Whether you’re a landlord, first-time buyer or already on the property ladder, to take out an interest-only mortgage, you will need to show the lender how you plan to repay it at the end of the term – known as a repayment vehicle. This could be with a savings plan like an ISA, investments or a pension lump sum payment, for example.
This is neither a pro, nor a con but just a fact of the application process. It’s going in the ‘pro’ section because it is a sign of responsible lending. In fact, regulation brought in in 2014 (the Mortgage Market Review) has seen a full overhaul of how interest-only mortgages operate. The market is much safer for borrowers now and much more tightly regulated too – which is never a bad thing.
First and foremost – interest-only mortgages can be more risky.

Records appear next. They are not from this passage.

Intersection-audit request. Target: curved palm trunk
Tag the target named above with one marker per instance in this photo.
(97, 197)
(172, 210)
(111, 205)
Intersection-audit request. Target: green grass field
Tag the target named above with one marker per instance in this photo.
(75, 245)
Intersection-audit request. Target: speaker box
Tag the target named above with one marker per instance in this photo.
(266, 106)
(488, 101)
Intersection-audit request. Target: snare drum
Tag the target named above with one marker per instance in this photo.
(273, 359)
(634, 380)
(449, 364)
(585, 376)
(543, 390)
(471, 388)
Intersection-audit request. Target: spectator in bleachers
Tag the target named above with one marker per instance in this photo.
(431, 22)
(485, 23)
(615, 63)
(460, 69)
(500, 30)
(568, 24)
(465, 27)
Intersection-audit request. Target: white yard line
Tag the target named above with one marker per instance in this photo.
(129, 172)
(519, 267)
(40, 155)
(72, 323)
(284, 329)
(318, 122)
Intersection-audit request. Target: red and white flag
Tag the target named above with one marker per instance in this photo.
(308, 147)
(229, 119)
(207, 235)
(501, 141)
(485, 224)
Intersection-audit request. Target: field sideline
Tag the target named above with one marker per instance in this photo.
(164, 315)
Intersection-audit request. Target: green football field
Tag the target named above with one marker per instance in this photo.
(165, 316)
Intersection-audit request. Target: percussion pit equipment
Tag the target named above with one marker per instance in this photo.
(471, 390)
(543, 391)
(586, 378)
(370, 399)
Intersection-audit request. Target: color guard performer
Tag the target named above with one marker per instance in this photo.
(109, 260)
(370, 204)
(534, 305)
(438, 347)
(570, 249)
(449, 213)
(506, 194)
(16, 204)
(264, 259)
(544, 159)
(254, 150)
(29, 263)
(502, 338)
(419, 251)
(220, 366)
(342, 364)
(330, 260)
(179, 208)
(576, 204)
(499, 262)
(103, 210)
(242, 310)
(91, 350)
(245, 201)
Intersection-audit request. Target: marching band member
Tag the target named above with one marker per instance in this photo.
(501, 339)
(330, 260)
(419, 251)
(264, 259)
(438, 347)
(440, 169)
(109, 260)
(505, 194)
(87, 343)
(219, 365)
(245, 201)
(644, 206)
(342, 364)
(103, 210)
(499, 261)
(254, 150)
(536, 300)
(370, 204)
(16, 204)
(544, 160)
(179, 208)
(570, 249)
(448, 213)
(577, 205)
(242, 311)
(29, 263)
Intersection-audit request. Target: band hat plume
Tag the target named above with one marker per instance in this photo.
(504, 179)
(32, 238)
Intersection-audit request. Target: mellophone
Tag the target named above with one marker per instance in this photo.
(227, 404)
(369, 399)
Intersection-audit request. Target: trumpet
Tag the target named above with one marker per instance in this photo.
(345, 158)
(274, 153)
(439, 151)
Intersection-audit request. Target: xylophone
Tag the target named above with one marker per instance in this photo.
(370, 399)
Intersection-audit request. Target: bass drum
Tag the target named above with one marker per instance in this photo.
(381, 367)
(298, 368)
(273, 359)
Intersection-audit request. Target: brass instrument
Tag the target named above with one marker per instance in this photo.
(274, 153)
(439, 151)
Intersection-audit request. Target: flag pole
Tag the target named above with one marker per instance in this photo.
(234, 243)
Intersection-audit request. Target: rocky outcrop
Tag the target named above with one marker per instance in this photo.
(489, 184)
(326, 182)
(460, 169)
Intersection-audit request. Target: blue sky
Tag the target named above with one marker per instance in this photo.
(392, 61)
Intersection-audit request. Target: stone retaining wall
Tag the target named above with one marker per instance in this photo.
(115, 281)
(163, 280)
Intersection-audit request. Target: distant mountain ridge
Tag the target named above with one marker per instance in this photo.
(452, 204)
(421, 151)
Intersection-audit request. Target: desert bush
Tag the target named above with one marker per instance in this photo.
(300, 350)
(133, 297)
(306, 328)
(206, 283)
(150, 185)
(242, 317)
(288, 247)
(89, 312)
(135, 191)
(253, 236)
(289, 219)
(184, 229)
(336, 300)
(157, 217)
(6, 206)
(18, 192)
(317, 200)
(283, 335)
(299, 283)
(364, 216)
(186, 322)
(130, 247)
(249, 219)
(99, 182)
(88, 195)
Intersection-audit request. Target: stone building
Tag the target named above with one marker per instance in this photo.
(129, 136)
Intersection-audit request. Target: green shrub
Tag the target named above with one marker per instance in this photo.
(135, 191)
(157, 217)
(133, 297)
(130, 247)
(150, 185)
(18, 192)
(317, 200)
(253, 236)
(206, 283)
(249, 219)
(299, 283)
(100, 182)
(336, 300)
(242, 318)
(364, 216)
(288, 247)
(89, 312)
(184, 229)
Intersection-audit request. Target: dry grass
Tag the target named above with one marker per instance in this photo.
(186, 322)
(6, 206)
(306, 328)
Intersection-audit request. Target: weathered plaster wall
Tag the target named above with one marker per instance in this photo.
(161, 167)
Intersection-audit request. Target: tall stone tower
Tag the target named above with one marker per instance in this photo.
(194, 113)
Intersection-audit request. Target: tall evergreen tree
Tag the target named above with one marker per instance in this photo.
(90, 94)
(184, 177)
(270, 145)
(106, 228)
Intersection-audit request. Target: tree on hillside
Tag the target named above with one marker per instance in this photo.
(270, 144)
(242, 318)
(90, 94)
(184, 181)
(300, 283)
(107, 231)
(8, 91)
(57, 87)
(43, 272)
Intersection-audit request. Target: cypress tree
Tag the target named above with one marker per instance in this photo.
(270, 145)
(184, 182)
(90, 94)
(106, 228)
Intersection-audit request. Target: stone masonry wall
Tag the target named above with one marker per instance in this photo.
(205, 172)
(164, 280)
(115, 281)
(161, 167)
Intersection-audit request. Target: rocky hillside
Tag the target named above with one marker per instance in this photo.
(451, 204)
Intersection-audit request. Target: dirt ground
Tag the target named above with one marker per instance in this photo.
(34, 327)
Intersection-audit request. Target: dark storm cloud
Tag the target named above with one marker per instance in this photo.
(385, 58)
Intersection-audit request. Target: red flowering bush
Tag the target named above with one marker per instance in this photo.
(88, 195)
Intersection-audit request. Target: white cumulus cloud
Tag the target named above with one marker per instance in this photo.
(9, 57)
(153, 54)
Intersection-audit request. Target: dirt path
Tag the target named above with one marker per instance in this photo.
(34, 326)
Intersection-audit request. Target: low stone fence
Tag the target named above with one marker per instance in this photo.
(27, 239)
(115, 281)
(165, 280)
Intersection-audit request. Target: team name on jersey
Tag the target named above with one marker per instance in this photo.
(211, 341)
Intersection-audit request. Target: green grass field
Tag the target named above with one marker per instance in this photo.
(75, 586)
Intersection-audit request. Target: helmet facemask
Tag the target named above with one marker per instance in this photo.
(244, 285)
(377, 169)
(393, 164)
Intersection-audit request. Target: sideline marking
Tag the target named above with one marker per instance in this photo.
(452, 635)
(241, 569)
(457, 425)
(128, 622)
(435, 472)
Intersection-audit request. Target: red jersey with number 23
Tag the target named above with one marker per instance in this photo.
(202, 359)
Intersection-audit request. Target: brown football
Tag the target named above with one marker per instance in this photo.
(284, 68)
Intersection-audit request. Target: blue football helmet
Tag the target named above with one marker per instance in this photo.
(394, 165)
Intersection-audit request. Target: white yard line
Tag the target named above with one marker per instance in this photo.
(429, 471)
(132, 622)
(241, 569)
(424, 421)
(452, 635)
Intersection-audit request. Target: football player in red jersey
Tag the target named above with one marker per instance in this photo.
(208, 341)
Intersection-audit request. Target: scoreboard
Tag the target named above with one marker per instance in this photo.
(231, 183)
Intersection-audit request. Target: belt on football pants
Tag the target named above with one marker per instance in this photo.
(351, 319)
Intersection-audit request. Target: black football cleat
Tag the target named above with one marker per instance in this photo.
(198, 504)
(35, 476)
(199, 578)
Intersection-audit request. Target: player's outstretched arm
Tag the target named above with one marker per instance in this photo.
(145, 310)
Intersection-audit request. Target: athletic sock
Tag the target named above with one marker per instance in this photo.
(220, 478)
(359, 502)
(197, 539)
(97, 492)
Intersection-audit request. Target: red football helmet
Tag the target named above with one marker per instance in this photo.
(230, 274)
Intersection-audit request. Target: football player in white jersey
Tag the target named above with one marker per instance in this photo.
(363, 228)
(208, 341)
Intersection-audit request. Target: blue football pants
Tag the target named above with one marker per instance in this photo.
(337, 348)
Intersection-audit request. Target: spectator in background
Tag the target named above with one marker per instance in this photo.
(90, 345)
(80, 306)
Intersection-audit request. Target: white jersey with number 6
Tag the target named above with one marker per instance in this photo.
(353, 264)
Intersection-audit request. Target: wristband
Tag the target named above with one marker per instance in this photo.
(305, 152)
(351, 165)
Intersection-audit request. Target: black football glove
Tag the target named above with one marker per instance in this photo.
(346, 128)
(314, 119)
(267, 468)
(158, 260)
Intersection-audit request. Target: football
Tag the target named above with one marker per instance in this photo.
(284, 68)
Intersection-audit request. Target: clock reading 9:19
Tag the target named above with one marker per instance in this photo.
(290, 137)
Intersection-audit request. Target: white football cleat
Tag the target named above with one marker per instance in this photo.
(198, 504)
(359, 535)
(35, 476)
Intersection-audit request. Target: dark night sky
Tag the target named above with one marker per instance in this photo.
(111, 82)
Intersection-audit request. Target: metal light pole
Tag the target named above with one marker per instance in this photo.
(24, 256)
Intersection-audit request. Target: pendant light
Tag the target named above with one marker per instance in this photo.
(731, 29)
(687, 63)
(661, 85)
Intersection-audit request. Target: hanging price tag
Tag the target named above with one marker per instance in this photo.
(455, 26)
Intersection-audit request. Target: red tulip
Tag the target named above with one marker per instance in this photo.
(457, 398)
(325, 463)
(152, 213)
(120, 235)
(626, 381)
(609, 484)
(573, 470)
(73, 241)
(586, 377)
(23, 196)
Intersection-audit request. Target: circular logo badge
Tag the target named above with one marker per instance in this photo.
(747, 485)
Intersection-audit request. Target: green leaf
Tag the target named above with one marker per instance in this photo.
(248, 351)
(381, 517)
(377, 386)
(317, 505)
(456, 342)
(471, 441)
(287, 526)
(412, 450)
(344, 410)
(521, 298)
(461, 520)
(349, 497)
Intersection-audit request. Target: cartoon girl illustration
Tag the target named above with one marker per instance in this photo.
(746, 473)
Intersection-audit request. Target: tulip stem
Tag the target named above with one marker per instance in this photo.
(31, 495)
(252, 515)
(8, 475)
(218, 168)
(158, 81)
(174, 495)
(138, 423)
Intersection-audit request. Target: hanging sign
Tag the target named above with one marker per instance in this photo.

If you’re planning on repaying the mortgage at the end of the term with the sale of the property, you run the risk of your home selling for less than you bought it for. If this happens, you will owe more than you borrowed in the first place. Not ideal.
Interest-only mortgages are not as commonplace as they once were. We mentioned that the Mortgage Market Review had tightened up the regulation surrounding them, but since these rules were introduced, interest-only mortgages have become the exception rather than the rule, so it could be difficult to find one you want.
Owing the full amount at the end of the term can also be pretty daunting. What if something goes wrong with your repayment vehicle? What if you lose your job and therefore your pension? What if you invest it and you don’t get the pay-off you expected? These are all things you need to account for if you’re looking to take out an interest-only mortgage.
Finally, the obvious downside to an interest-only mortgage is the simple fact that you spend 25 years making monthly repayments, yet you’ll still owe the full amount at the end of the term. It can feel demoralising to say the least.
So is it for me?
Obviously as with most things in life, there are two sides of the coin. This blog will have given you an idea how an interest-only mortgage can work and why it would be of benefit to some borrowers.
If you’re thinking about taking out an interest-only mortgage, you’ll need to do your research and make sure it’s the best option for you.
And don’t forget – you can also speak to a mortgage advisor if you’re not sure. A problem shared is a problem halved after all!
Disclaimer: All information and links are correct at the time of publishing.